President Donald Trump’s tax law that was passed by Republicans with breakneck speed last year is ridden with typos and glitches.
Mr Trump and administration officials continue to tout the benefits of the $1.5 trillion tax cut that he signed into law in December. But what’s missing in Mr Trump’s rhetoric is any mention of the snafus that could end up costing the federal US government big money, experts warn.
Legislation often contains a few errors, but not of this magnitude, experts have been quick to point out.
The glitches are not just typos. A lot of the discrepancies revolve around actual tax policy questions where there is disagreement between Democrats and Republicans, meaning the errors will be much harder to fix, according to John Wonderlich. Mr Wonderlich is the executive director of the Sunlight Foundation, a nonprofit which advocates for open government.
“The amount of errors and unintended consequences in the tax bill is far beyond normal,” he told The Independent. He said that eleventh-hour changes to the legislation and the non-transparent process used to pass it contributed to this result.
David Miller, a tax partner at Proskauer Rose, noted to The Independent that the last time Congress passed a sweeping tax bill, in 1986, the legislation had taken three years to develop and had the support of both political parties.
“This time the process was done in a matter of months,” he said, noting that legislators did not seek outside comments from experts and that the bill was pushed through Congress without a single vote from Democrats.
“That’s the reason, I believe, you’re seeing many more errors in this tax legislation than normal,” he said.
One such glitch blocks restaurants, retailers and even real-estate companies such as Mr Trump’s from deducting the costs of renovations over the short term, as Congress intended, the New York Post reported.
Instead, what appears to be a typo could force those businesses to spread out the tax breaks over 39 years.
Another mistake creates more loopholes that benefit Wall Street hedge funds and private equity firms.
For example, the bill enables wealthy money managers to avoid a crackdown on lucrative tax breaks, allowing them to pay lower taxes on some of their income than ordinary wage earners.
One way the dozens of errors can be fixed is through the passage of new legislation, called a technical corrections bill, that would amend the law.
But to pass such a measure in the Senate, Republicans would need the help of Democrats, who are in no rush to come to the aid of their colleagues across the aisle.
“We’re not going to say to Republicans, ‘Oh tell us what you want to do,’” Democratic Senator Sherrod Brown told Politico.
“We want to make the bill better, not just correct whatever technical fix is needed,” said Mr Brown, who sits on the tax-writing Senate Finance committee.

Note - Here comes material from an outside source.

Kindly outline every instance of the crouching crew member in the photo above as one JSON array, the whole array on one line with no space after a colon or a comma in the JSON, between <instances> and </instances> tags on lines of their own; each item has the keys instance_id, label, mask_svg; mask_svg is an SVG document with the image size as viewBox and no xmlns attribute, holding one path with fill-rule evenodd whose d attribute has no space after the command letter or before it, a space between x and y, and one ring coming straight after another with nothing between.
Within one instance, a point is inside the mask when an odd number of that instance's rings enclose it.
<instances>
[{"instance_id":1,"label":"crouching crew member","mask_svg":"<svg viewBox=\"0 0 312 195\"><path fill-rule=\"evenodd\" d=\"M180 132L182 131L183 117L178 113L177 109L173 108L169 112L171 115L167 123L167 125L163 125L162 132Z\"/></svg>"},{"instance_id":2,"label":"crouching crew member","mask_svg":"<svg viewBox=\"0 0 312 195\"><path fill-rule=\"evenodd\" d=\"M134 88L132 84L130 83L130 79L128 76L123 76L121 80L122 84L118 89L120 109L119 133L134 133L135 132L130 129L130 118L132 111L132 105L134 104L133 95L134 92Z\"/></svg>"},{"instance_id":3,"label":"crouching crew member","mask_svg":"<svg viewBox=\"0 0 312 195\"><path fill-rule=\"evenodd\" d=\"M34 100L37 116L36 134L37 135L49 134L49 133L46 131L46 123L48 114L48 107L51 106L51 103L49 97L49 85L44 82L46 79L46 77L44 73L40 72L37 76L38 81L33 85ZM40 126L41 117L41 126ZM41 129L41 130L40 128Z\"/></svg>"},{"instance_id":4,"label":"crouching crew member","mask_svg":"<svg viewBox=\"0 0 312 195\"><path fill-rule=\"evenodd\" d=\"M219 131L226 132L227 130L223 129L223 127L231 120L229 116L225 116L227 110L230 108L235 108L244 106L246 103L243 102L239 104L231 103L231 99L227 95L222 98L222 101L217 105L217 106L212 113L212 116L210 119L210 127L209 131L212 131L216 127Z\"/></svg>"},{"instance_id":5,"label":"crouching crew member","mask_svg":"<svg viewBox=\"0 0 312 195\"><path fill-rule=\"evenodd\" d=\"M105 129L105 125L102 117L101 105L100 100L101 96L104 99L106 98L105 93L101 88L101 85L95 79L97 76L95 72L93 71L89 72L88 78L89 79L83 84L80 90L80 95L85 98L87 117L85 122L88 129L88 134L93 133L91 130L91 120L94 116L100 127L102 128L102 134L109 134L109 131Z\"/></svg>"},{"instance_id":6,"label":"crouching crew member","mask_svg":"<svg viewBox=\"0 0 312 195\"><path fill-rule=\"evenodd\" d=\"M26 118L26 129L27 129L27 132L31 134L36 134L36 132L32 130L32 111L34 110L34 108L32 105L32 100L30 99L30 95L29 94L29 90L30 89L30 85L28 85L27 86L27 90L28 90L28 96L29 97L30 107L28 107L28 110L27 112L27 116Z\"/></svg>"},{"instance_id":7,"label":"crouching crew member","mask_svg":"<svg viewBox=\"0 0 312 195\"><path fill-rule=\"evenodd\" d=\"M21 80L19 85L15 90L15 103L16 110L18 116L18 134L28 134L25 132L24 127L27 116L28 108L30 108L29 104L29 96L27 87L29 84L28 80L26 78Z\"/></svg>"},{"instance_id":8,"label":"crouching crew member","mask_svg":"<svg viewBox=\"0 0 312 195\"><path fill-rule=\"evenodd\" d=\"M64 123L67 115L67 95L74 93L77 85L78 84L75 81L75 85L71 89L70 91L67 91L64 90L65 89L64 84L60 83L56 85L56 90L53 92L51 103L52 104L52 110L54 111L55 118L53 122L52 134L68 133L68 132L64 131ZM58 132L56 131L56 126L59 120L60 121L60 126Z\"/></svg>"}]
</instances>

Another way the glitches can be fixed is by the Treasury Department issuing regulations that correct the errors – but this possible solution has limitations.
“If the statute is clear on its face, then it’s difficult for a regulation to contradict the statute itself,” Mr Miller said.
Attempting to use regulations to fix the issue could also result in litigation over the interpretations of the tax act.
“If the bill just says something ambiguous, or counter to what the drafters intended, they really need new legislation,” Mr Wonderlich said.